Combine local and global features, generate fusion weights, and perform adaptive feature fusion through fusion weights:

Among them, Concat combines local and global features into a fused feature map; Conv3 is the convolution layer of the gating mechanism, σ represents the Sigmoid function, and the fusion weight G is generated by the Sigmoid function; the fusion feature F _ALGCF adaptively fuses local and global features according to the fusion weight G and 1-G;

S203. The fused feature map F _ALGCF is further extracted through multiple convolution blocks:

F _i+1 =F _i +ReLU(BN(Conv _i (F _i )))

Conv _i is the convolution layer of each convolution block, F _i is the i-th layer feature map; the output convolution layer converts the fused feature map into an enhanced image:

F _output = σ(Conv4(Fi ₊₁ ))

Conv4 is the output convolution layer, which converts the feature map into an enhanced image through convolution and normalizes the pixel values to the range of 0-1 through the Sigmoid activation function;

S204. Add the enhanced feature map to the input image to obtain the final enhanced image:

I _enhanced =Clamp(F _output +I, 0, 1)

The Clamp function ensures that the pixel values of the augmented image are within the range.

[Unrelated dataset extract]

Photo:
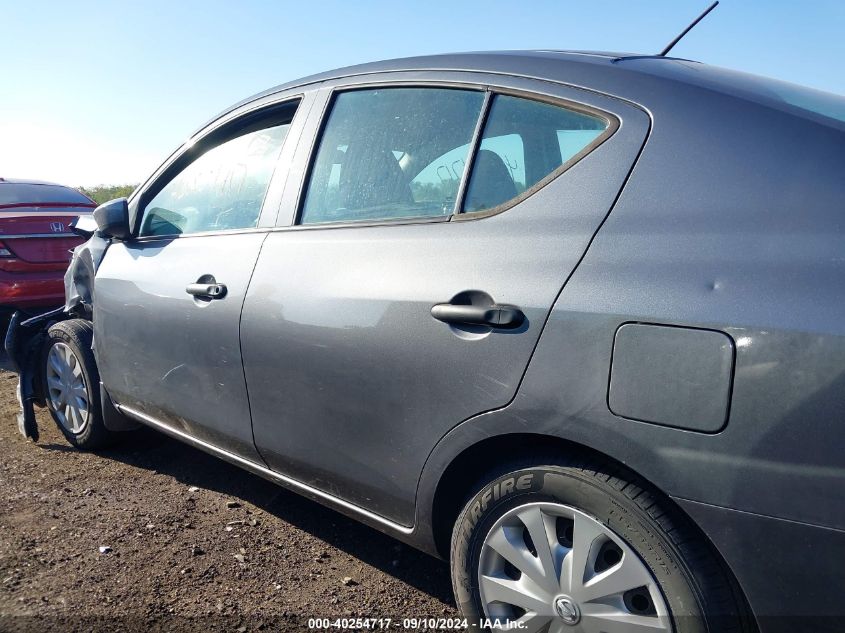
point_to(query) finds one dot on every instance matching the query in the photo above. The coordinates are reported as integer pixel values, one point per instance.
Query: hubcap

2. The method according to claim 1, characterized in that, in S1, preprocessing is performed on the Gaze360 dataset to construct a new Gaze360 dataset reflecting various low-light conditions;

Classify low-light environments, including: dark scenes, extremely dark scenes, low-light environments simulated using gamma correction, and simulated dark scenes with unknown light source locations;

The specific steps of S1 are as follows:

S101. For darker scenes and extremely dark scenes, adjust the brightness and contrast of the image;

S102. For a set of low-light environment images simulated using gamma correction, obtain a gamma-corrected output image O by O=I ^(1/G) ×255, where I is the input image and G is the gamma value;

S103. For a set of images of simulated dark scenes with unknown light source positions, the image is darkened and a local light source effect is added; first, the overall brightness of the image is significantly reduced by adjusting the brightness to enhance the performance of the dark part in the night environment; then, a gradient light source effect is introduced at random positions of the image and Gaussian blur is applied to simulate the illumination of a specific light source to ensure that the lighting effect is naturally integrated into the scene.

3. The method according to claim 1, characterized in that in step S3, the enhanced image I _enhancea is passed through an initial convolution layer to obtain a calibration feature map:

F _calib(0) =ReLU(BN(Conv5(I _enhanced )))

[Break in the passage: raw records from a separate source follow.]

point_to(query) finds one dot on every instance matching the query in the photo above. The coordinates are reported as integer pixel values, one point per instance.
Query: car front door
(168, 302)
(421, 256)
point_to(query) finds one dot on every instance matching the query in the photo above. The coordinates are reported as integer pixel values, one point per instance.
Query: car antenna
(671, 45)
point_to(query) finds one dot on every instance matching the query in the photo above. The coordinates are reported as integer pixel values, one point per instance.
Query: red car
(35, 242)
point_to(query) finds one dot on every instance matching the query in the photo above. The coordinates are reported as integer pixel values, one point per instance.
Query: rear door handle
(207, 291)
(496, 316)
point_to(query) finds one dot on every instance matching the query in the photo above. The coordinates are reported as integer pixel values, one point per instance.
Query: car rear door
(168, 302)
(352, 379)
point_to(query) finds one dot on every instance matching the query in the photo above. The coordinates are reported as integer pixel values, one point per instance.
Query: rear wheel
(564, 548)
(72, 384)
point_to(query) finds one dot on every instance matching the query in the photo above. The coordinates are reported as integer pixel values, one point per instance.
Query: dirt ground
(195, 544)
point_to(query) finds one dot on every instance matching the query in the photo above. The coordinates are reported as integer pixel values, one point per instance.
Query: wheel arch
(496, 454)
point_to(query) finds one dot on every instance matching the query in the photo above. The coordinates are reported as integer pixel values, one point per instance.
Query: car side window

Where Conv5 is the input convolution layer of the calibration network; F _calib (0) represents the feature map obtained after the enhanced image is processed by the initial convolution layer, that is, the calibration feature map;

The calibration feature map F _calib(0) is adjusted for illumination and details through multiple convolution blocks:

F _calib(i) =F _calib(i-1) +ReLU(BN(Conv _i (F _calib(i-1) )))

Among them, _Fcalib(i-1) represents the output feature map of the i-1th layer; _Fcalib(i) is the output feature map of the i-th convolutional block;

The final calibrated feature map is passed through the output convolution layer to generate a difference image:

ΔI＝σ(Conv _out (F _{calib_i} ))

Where Conv _out is the output convolution layer; I _calibrated = I _enhanced - ΔI.

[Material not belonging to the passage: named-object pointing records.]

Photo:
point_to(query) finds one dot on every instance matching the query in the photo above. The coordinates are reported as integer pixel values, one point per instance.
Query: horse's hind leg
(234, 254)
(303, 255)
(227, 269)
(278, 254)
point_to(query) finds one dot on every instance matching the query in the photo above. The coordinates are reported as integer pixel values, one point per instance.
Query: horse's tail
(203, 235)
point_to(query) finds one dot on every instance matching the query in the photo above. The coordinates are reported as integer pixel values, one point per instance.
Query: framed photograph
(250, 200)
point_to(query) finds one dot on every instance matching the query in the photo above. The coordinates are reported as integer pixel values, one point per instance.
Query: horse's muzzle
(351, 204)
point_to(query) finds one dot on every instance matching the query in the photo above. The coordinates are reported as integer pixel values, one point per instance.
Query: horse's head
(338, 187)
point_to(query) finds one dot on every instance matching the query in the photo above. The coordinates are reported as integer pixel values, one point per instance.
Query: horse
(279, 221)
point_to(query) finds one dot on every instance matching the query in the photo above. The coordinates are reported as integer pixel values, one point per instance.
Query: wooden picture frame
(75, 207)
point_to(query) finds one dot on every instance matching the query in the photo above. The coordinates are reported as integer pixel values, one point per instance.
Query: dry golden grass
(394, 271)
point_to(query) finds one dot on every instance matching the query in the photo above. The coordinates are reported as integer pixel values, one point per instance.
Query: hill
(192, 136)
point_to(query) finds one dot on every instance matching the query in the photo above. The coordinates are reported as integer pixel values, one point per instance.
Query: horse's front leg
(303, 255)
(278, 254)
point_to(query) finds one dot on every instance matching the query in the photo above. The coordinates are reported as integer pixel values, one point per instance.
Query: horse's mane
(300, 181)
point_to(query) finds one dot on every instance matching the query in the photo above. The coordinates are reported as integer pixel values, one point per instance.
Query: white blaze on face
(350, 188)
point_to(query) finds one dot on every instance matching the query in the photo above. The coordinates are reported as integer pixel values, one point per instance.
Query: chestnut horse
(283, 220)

4. The method according to claim 3 is characterized in that, in step S4, an improved residual network model ResNet18 is used to extract features of the calibration image, an attention mechanism module is introduced in the second and third stages, and a feature purification module is introduced in the fourth stage.

5. A computer-readable storage medium having a computer program stored thereon, wherein when the program is executed by a processor, the steps of the high-precision line of sight estimation method in a low-light environment as described in any one of claims 1 to 4 are implemented.

6. A computer device comprising a memory, a processor, and a computer program stored in the memory and executable on the processor, wherein when the processor executes the program, the steps of the high-precision line of sight estimation method in a low-light environment as described in any one of claims 1 to 4 are implemented.